Güncelleme Tarihi:
Dışişleri Bakanı Hakan Fidan, Portekiz'in Cascais kentinde Birleşmiş Milletler Medeniyetler İttifakı'nın 10. Küresel Forumu'na katıldı. Fidan forumda yaptığı konuşmada, Türkiye ve İspanya'nın uluslararası toplumun artan kutuplaşma, hoşgörüsüzlük ve ayrımcılık nedeniyle sınama altında olduğu bir dönemde Medeniyetler İttifakı girişimini başlattığını hatırlattı. Barış, hoşgörü ve insan onuru değerlerini teşvik etmek için birlikte çalışılabileceğini güçlü bir şekilde savunduklarını vurgulayan Fidan, “Her türlü şiddet içeren aşırıcılığa karşı dünyanın birlik olabileceğine ilişkin hiçbir şüphemiz yoktu. Amacımız bölücü ve yıkıcı hareketlere karşı toplu bir yanıt ortaya koymaktı. İttifak'ın çalışmalarına geniş ve çeşitlilik arz eden katılım, İttifak'ın öneminin bir kanıtıdır” dedi.
Kuruluşundan bu yana geçen 20 yılın ardından İttifak'a bugün her zamankinden daha fazla ihtiyaç duyulduğuna dikkat çeken Fidan, “Küresel düzen parçalanıyor ve nefret kasıtlı olarak körükleniyor. Aşırıcılık, yabancı düşmanlığı ve ırkçılık yükselişte. İsrail'in Filistinlilere yönelik soykırımı bu sorunları daha da kötüleştirmiştir. Bu durum, toplumların arasında ve içinde giderek artan nefreti körüklemektedir” şeklinde konuştu.
İnsanlığın farklı ülkelerdeki toplumların protestolarına ve çığlıklarına tanık olduğunu belirten Fidan, “Medeniyetler çatışmasına gerçek anlamda hiç bu kadar yakın olmamıştık. Bu insanlık için bir uyarıdır. Ne kadar sessiz kalırsak uluslararası sistemde o kadar çok parçalanma meydana gelecektir” diye konuştu.
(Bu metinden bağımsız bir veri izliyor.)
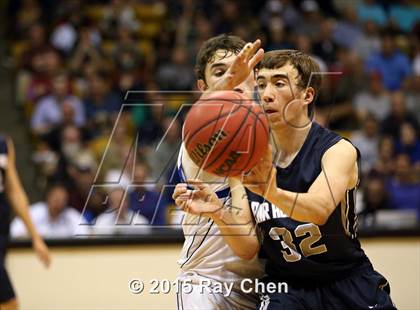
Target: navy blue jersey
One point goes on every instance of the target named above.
(296, 250)
(4, 208)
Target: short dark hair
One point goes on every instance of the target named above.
(303, 63)
(229, 43)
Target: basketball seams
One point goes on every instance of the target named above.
(227, 143)
(188, 139)
(216, 158)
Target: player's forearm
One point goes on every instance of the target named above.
(19, 203)
(236, 224)
(240, 237)
(304, 207)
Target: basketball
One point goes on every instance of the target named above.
(225, 133)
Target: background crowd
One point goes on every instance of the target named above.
(75, 61)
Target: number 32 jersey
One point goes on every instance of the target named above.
(299, 251)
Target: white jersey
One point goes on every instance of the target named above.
(205, 252)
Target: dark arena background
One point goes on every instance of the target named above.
(93, 95)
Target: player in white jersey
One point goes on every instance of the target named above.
(223, 63)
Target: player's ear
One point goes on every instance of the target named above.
(309, 95)
(201, 85)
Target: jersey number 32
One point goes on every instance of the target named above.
(311, 233)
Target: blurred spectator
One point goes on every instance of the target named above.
(386, 151)
(164, 152)
(393, 65)
(309, 24)
(325, 47)
(87, 50)
(64, 37)
(72, 148)
(404, 15)
(283, 8)
(398, 115)
(375, 100)
(277, 36)
(35, 43)
(52, 110)
(353, 77)
(44, 64)
(413, 97)
(303, 43)
(113, 149)
(102, 104)
(369, 42)
(348, 31)
(409, 143)
(126, 54)
(144, 199)
(403, 189)
(370, 10)
(367, 141)
(178, 74)
(151, 129)
(53, 218)
(229, 16)
(81, 176)
(29, 13)
(118, 219)
(120, 13)
(375, 196)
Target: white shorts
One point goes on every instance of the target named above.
(196, 292)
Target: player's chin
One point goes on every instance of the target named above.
(275, 119)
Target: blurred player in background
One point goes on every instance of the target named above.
(304, 203)
(11, 192)
(223, 63)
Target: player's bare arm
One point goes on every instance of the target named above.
(241, 68)
(19, 202)
(234, 220)
(339, 173)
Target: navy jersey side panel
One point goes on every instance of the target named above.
(4, 207)
(298, 250)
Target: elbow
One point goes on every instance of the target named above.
(249, 255)
(320, 217)
(248, 252)
(319, 220)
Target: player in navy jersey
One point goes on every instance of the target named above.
(302, 201)
(11, 192)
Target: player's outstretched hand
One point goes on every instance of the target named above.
(200, 201)
(262, 178)
(242, 66)
(42, 251)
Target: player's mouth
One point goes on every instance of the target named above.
(270, 111)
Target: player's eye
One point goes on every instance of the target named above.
(218, 73)
(261, 86)
(280, 84)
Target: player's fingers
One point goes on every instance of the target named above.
(179, 189)
(256, 58)
(198, 184)
(243, 54)
(253, 48)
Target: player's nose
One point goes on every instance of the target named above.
(267, 97)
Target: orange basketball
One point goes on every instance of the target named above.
(225, 133)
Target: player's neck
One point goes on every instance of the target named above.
(290, 139)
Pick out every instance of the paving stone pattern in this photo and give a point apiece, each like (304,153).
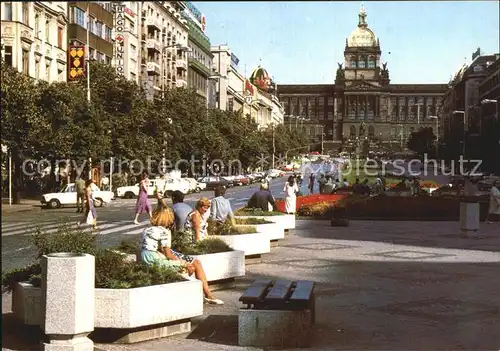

Orta Doğu'daki sorunları çözmeden küresel anlamda kalıcı bir barışa ulaşmanın mümkün olmayacağını vurgulayan Bakan Fidan, “Gazze'de masum çocuklar da dahil olmak üzere on binlerce insan öldürüldüğü ve milyonlarca insan açlığa, yokluğa ve ölüme terk edildiği müddetçe ufukta barış görünmeyecektir. Medeniyetler İttifakı'nı ve onun temel değerlerini destekleyen ülkeler Gazze'de yaşanan insani felakete sessiz kalamaz.
Bu nedenle Filistin'de barış isteyen ülkelerin bugün bu salonda olması tesadüf değildir. ‘Ateşkes' kelimesini telaffuz bile edemeyenler ise salonda yoklar. Uluslararası hukuka ve evrensel değerlere saygı duymadan, bu konularda bize ders verenler bugün bu salonda değil. Çünkü bu bir barış ittifakıdır. Sadece Batı'da değil, Filistin dahil olmak üzere dünyanın geri kalanında da barış ittifakıdır” dedi.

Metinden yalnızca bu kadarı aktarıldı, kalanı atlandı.